Hydrogen ion conductive polymers that can be used for the ion exchange membrane 10 include fluorine polymers, ketone polymers, benzimidazole polymers, ester polymers, amide polymers, imide polymers, sulfone polymers, styrene polymers, hydrocarbon polymers, and the like. It is possible to use a commercially available or commercially available one such as Nafion from Dupont. Specific examples of the hydrogen ion conductive polymer include poly (perfluorosulfonic acid), poly (perfluorocarboxylic acid), and tetrafluoroethylene and fluorovinyl ether copolymers containing sulfonic acid groups, and defluorinated sulfide polyethers. Ketones, aryl ketones, poly (2,2 '-(m-phenylene) -5,5'-bibenzimidazole) (poly (2,2'-(m-phenylene) -5,5'-bibenzimidazole) ), Poly (2,5-benzimidazole), polyimide, polysulfone, polystyrene, polyphenylene and the like can be used, but is not limited thereto. Hydrogen ion conductive polymers may be implemented using nanocomposites or materials based on acid-doped polybenzimidazole having a reaction temperature of approximately 150 to 200 ° C.

A solvent may be used for the preparation of the above-described polymer electrolyte membrane, wherein the solvents usable include alcohols of ethanol, isopropyl alcohol, n-propyl alcohol and butyl alcohol, water, dimethyl sulfoxide (DMSO), and dimethyl acetamide (DMAc). And N-methylpyrrolidone (NMP). There are single and two or more mixed solvents selected from the group consisting of.

The anode catalyst electrode 11 and the cathode catalyst electrode layer 13 are platinum, ruthenium, osmium, platinum-ruthenium alloy, platinum-osmium alloy, platinum-palladium alloy and platinum-M alloy (M is Ga, Ti, V, Cr, At least one metal catalyst selected from the group consisting of Mn, Fe, Co, Ni, Cu and Zn). On the other hand, the catalyst electrode layers 11 and 13 are made of platinum, ruthenium, osmium, platinum-ruthenium alloy, platinum-osmium alloy, platinum-palladium alloy and platinum-M alloy (M is Ga, Ti, V supported on the carrier). And at least one metal catalyst selected from the group consisting of Cr, Mn, Fe, Co, Ni, Cu, and Zn). The carrier may be any material as long as it is conductive, but is preferably a carbon carrier.

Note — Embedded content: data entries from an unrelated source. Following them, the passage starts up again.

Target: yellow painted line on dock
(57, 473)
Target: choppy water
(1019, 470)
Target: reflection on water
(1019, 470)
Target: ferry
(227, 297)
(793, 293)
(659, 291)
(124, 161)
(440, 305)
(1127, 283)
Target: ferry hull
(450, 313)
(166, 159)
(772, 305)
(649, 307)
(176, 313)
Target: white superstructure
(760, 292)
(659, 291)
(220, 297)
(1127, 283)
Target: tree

The membrane-electrode assembly of this embodiment forms a cathode catalyst electrode layer 13 having a predetermined thickness (Tc) on one surface of the ion exchange membrane 10 by a spray coating method, and a predetermined thickness by spray coating on the other surface of the ion exchange membrane 10. After forming the anode catalyst electrode layer 11 of (Ta), it can be produced by bonding the anode gas diffusion electrode layer 12 on the anode catalyst electrode layer 11. The thickness Tc of the cathode catalyst electrode layer 13 may be arbitrarily selected to a value thicker than the thickness Ta of the anode catalyst electrode layer 11 as long as it can compensate for the reduction in current collection effect.

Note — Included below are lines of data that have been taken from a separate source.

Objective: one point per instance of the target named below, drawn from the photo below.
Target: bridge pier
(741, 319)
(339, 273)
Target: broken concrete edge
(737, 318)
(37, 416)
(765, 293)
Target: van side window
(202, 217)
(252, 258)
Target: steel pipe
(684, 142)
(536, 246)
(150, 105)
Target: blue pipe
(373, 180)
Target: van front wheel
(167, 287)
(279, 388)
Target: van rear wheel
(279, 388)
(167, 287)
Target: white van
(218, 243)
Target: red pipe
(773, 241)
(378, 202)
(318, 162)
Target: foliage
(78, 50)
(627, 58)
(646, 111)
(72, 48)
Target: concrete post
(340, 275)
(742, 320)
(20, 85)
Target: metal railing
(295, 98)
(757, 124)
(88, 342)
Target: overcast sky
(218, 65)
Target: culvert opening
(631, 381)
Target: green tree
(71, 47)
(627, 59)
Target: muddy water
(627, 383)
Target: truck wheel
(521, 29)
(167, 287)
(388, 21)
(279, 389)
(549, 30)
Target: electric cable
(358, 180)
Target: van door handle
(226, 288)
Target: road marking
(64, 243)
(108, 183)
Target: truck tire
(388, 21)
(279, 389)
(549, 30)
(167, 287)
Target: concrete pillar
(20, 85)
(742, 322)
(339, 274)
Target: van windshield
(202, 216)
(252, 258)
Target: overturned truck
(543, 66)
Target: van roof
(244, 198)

3A is a schematic diagram of a membrane-electrode assembly according to a third embodiment of the present invention. 3B is a schematic diagram of a modification of the membrane-electrode assembly according to the third embodiment of the present invention.

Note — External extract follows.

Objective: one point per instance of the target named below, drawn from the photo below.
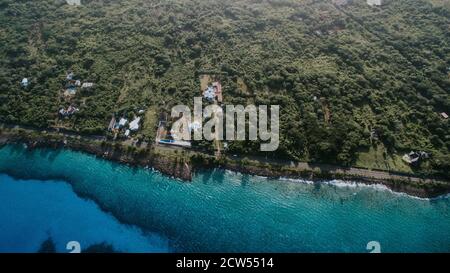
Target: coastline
(181, 165)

Referring to FIG. 3A, the membrane-electrode assembly (MEA) of the present invention includes an ion exchange membrane (10), an anode catalyst electrode layer (11), an anode gas diffusion electrode layer (12), a cathode catalyst electrode layer (13), and a metal wire (14). And a compression ratio of the cathode catalyst electrode layer 13 is greater than that of the anode catalyst electrode layer 11, and the metal wire 14 is embedded in the cathode catalyst electrode layer 13.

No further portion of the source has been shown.